Section 1031 Requirements

Some of the most important requirements for an IRS approved 1031 exchange are the following:

The exchange process must be facilitated by a Qualified Intermediary:

The Qualified Intermediary (QI) is the professional executor of the mechanics of an exchange. They hold the proceeds from the relinquished property until they are reinvested in the exchange property. An "exchange agreement" must exist in writing between the QI and the investor in order to prevent the investor from having "constructive receipt" of the funds during the exchange period. Also, the QI is required to complete a valid 1031 exchange ensuring that all roles are followed and equity is preserved during the process. The use of a qualified intermediary as an independent party to facilitate a tax-deferred exchange is a safe harbor established by Treasury Regulations. It is very important that the investor select a qualified intermediary before they close on the relinquished property. Cornerstone can work with any authorized QI the client choses or we can suggest a nationally reputed, bonded QI to the client.

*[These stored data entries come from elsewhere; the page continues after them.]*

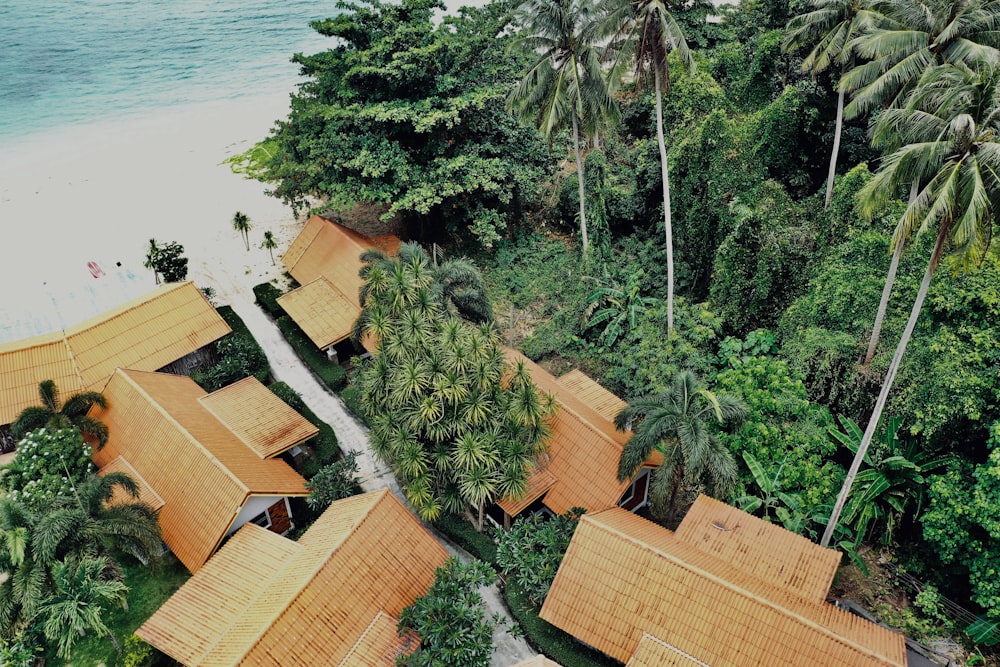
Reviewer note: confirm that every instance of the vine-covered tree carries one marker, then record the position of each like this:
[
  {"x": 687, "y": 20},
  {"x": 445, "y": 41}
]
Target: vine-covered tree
[
  {"x": 407, "y": 112},
  {"x": 459, "y": 424}
]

The properties must be “like-kind”:

This requirement is liberally construed and virtually all real estate properties, whether raw land or those with substantial improvements, qualify as like-kind. However, REITs, real estate funds, or other securities do not qualify for 1031 exchange. Types of like-kind properties may include:

  • Raw Land
  • Multi-Family Rentals
  • Single-Family Rentals
  • Retail Shopping Centers
  • Office Buildings
  • Industrial Facilities
  • Storage facilities

The strict identification and timeline rules for a 1031 exchange must be followed to the letter:

  • The investor must identify in writing the exchange properties within 45 days of the closure for the relinquished property in accordance with one of the following rules:
    • Three-Property Rule: Identification of up to three properties regardless of the total value of property identified
    • 200% Rule: Identification of any number of properties wherein the combined FMV (fair market value) does not exceed 200% of the relinquished properties' FMV
    • 95% Rule: Identification of any number of properties regardless of the aggregate FMV, as long as at least 95% of the property is ultimately acquired.
  • The investor must also close on the replacement property or properties within 180 days of the closure for the relinquished property.

The properties must be held either for productive use in a business or for the purpose of investment.

The replacement property must be of equal or greater value than the relinquished property.

The equity of the replacement property must be of equal or greater value than the equity of the relinquished property.

The debt held by the replacement property must be of equal or greater value than the debt held by the relinquished property unless the investor offsets lower debt on the replacement property by adding cash to the exchange.

All net profit from the relinquished property must be used in the purchase of the replacement property.